AI at the Edge: IMC Online Conference Report

  • April 21, 2021
  • William Payne

A recent IMC online conference on Industrial IoT tackled the two hot topics of edge computing and AI/ML. Speakers drawn from Losant, Eurotech, Digi, Software AG and Aeris examined the opportunities and challenges of implementing AI at the Edge for industrial and manufacturing companies.

In his keynote to the session, Charlie Key, Chief Executive of Losant, defined the opportunity of industrial IoT as value generated on all sides: for both customer and manufacturer.

For the customer, it brings the benefits of simpler, more turnkey solutions, remote visibility and real time alerting, all adding up to faster and better customer support.

For manufacturers, IoT brings greater customer satisfaction together with recurring revenue opportunities and new customer usage insights, leading to greater competitive advantage.

Covid is driving new use cases and accelerating innovation, as people on site with clipboards are increasingly replaced by remote monitoring. Another change being hastened by Covid is a shift from preventative maintenance to condition based maintenance, with real-time sensor measurements becoming a key enabling technology.

Robert Andres, Chief Strategy Officer at Eurotech SpA, a company that produces embedded and industrial controllers, gateways and systems, addressed the theme of enabling AI at the furthest Edge.

Eurotech has pioneered the development of the Everyware Software Framework (ESF), now at version 5.0.

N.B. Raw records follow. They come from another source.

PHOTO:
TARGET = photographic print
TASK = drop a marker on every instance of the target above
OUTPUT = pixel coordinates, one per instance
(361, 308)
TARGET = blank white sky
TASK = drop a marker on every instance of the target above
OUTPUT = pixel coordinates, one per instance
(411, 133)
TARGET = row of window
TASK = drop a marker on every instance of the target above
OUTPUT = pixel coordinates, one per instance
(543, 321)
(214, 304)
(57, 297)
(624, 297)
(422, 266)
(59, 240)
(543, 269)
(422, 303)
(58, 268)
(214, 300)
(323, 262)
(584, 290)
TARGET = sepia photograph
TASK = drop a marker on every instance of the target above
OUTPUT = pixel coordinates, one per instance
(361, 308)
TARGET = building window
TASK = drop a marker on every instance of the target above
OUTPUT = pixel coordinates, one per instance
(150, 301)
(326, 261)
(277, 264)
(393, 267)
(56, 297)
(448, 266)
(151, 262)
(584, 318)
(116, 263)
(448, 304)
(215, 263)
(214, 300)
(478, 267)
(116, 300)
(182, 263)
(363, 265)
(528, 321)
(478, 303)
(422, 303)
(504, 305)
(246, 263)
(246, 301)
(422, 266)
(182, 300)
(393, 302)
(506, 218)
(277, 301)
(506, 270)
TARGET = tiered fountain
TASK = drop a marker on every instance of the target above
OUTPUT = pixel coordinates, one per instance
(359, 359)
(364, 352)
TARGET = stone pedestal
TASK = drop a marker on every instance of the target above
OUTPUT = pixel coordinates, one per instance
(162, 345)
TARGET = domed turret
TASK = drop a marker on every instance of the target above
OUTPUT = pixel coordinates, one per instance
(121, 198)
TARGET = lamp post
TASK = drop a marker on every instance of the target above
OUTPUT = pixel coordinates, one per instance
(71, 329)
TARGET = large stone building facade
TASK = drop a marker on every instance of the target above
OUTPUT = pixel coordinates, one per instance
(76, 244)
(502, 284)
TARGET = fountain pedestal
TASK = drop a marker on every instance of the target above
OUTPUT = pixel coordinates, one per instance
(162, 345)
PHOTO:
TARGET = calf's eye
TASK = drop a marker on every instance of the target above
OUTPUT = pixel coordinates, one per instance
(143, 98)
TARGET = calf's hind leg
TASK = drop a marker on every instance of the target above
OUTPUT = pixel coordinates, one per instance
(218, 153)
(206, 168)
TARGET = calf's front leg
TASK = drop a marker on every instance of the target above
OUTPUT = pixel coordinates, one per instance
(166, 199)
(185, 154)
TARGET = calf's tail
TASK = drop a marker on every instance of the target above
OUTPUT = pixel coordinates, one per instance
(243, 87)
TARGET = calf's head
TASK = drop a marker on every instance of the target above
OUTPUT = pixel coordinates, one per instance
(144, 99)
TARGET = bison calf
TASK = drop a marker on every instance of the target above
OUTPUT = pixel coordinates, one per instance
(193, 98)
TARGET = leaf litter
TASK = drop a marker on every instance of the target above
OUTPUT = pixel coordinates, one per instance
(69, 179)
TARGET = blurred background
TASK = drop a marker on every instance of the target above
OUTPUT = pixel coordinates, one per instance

A key IoT component within Redhat Linux, ESF provides edge computing-based containerised workloads with simplified connections of industrial and embedded devices to IoT cloud services, including Amazon AWS, Microsoft Azure and Eurotech’s own Everyware Cloud. ESF 5.0 provides a low code graphical environment for specifying data collection, routing, storage, aggregation and transformation of industrial data, and supports OT protocols including Modbus and OPC-UA.

According to Andreas Burghart, Senior Product Manager at Digi, a company that produces IoT modules, gateways, cellular routers and networking devices as well as a range of software and professional services, the successful IoT strategy comprises three stages: rapid connection and moving at speed; scale-out and deployment; and optimisation and innovation.

The company works a number of sectors, including industrial, energy, medical, retail, transportation, and smart cities.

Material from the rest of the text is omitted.